How do you find the definite integral of #t^7cos(t^4) # from #[pi^(1/4), (pi/2)^(1/4)]#?

1 Answer
Sep 7, 2016

#1/8(pi+2)#.

Explanation:

Let #I=int_(pi^(1/4))^((pi/2)^(1/4)) t^7cos(t^4)dt#.

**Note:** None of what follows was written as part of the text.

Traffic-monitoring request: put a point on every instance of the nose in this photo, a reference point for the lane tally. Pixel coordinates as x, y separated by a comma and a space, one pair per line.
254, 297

We subst. #t^4=x rArr 4t^3dt=dx#

Also, #t=(pi)^(1/4) rArr x=pi, and, t=(pi/2)^(1/4) rArr x=pi/2#. Therefore,

#I=1/4int_(pi) ^ (pi/2)xcosxdx#

We first find the Indefinite Integral #intxcosxdx# using IBP :

#intxcosxdx=x*intcosxdx-int[d/dx(x)*intcosxdx]dx#

#=xsinx-intsinxdx#

#=xsinx-(-cosx)#

#xsinx+cosx+C#

Therefore, #I=1/4[xsinx+cosx]_(pi)^(pi/2)#

#=1/4[{pi/2*sin(pi/2)+cos(pi/2)}-{pisin(pi)+cos(pi)}]#

#=1/4(pi/2+1)#

#=1/8(pi+2)#.